Finally, You Can Plot H2O Decision Trees in R

Decision Trees with H₂O
The Workflow: from Data to Decision Tree
Titanic Dataset
Data Engineering
Starting with H₂O
Building Decision Tree with H₂O
Decision Tree Depth
Creating Decision Tree
Overview of Network Analysis in R
Manipulating H₂O Trees
Plotting Decision Tree with data.table
Another Example with Airline Dataset

This notebook compliments my blog post that is also found here.

Decision Trees with H₂O

With release 3.22.0.1 H₂O-3 (a.k.a. O/S H₂O or simply H₂O) added to its family of tree-based algorithms (which already included DRF, GBM, and XGBoost) support for one more: Isolation Forest (random forest for unsupervised anomaly detection). There were no simple way to visualize H₂O trees except following clunky (albeit reliable) method of creating a MOJO object and running combination of Java and dot commands.

That changed in 3.22.0.1 too with introduction of unified Tree API to work with any of the tree-based algorithms above. Data scientists are now able to utilize powerful visualization tools in R (or Python) without resorting to producing intermediate artifacts like MOJO and running external utilities. Please read this article by Pavel Pscheidl who did superb job of explaining H₂O Tree API and S4 classes in R before coming back to take it a step further to visualize trees.

The Workflow: from Data to Decision Tree

Whether you are still here or came back after reading Pavel’s excellent post let’s set goal straight: create single decision tree model in H₂O and visualize its tree graph. With H₂O there is always a choice between using Python or R - the choice for R here will become clear when discussing its graphical and analytical capabilities later.

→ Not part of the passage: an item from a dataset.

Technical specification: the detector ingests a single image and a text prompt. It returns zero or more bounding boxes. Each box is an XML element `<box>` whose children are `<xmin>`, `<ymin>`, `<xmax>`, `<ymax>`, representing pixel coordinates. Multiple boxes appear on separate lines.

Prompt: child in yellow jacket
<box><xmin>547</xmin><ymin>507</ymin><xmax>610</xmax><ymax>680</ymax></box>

CART models operate on labeled data (classification and regression) and offer arguably unmatched model interpretability by means of analyzing a tree graph. In data science there is never single way to solve given problem so let’s define end-to-end logical workflow from “raw” data to visualized decision tree:

Figure 1. Workflow of tasks in this post

One may argue that the choice of executing steps inside H₂O or R could be different but let’s follow outlined plan for this post. Next diagram adds implementation details:

R package data.table for data munging
H₂O grid for hyper-parameter search
H₂O GBM for modeling single decision tree algorithm
H₂O Tree API for tree model representation
R package data.tree for visualization

Figure 2. Workflow of tasks in this post with implementation details

Discussion of this workflow continues for the rest of this post.

Titanic Dataset

The famous Titanic dataset contains information about the fate of passengers of the RMS Titanic that sank after colliding with an iceberg. It regularly serves as toy data for blog exercises like this.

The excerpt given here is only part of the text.